In this example we show how you can submit a job to the HEC which only uses one single CPU on a node on the HEC. This is all detailed in the job submission script (typically these use the .com
file extension), ./tagging.com. The explanation of the parameters of that script is best explained on the HEC documentation within the batch jobs
section under sub-section example of a batch job script
found here. This tagging script uses about 120 MB of memory hence why we do not need to specify the #$ -l h_vmem
flag/parameter in ./tagging.com.
This example will show how to tag the Alice in Wonderland text, which can be found at ./alice-in-wonderland.txt, with Named Entities using the SpaCy Named Entity Recognizer (NER). To do so we can use the ./tagging.py python script which takes 3 arguments:
- A file which will be split into paragraphs of text, whereby the paragraphs will be batched and tagged using a SpaCy Named Entity Recognizer (NER).

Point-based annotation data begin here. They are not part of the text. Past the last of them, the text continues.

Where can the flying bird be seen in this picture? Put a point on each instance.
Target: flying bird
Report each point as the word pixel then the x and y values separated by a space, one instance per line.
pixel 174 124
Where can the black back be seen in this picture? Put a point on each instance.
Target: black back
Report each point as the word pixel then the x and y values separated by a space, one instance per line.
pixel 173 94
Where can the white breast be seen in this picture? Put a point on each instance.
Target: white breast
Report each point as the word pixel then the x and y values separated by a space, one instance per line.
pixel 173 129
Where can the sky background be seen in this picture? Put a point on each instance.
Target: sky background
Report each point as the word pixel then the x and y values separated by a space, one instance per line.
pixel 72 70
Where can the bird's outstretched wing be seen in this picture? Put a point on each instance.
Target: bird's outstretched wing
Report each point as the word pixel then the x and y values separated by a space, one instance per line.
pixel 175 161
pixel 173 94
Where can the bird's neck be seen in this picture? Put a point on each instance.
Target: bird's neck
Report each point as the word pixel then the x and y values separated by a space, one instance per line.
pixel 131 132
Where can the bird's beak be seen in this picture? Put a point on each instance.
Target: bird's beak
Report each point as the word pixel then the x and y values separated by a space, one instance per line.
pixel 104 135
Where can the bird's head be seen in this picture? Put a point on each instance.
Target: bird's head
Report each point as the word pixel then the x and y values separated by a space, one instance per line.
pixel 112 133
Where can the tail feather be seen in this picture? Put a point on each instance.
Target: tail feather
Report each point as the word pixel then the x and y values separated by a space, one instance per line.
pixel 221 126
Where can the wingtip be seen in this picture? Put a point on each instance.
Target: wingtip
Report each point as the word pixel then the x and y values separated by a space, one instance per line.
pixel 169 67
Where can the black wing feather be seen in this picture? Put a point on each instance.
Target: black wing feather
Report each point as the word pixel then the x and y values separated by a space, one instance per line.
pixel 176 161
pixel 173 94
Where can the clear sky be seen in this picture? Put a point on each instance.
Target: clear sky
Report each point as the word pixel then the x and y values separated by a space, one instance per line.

- A file to store the Named Entities found through tagging the file found in the first argument. This file will be
TSV
formatted with the following fields:
paragraph_number | entity text | entity label | start character offset | end character offset |
---|
- The batch size. This states the number of paragraphs that the NER model will process at once. The larger the batch size the more RAM required but the faster the model will process the whole text.
Given this script we can process the Alice in Wonderland text and extract all Named Entities by simply running the Python script as follows:
python tagging.py ./alice-in-wonderland.txt ./output.tsv 50
Whereby the Named Entities will be saved to ./output.tsv
. To run this script on the HEC we will have to install the relevant Python dependencies, which is explained next.
The rest of this tutorial is laid out as follows:
- Explain any differences to the standard installation process.
- How to run the script on the HEC.
Before running this script we will need to crate a custom Conda environment so that we have a Python environment that has SpaCy installed. For details on creating your own custom Conda/Python environment see the installation tutorial. For this task we also need the SpaCy English pre-trained NER model, to do so we download this in the installation submission script, ./install.com, on line 19:
python -m spacy download en_core_web_sm
These SpaCy models are saved by default within the Conda environment as they are a Python pip package, thus when you delete the Conda environment you will delete these downloaded English pre-trained models.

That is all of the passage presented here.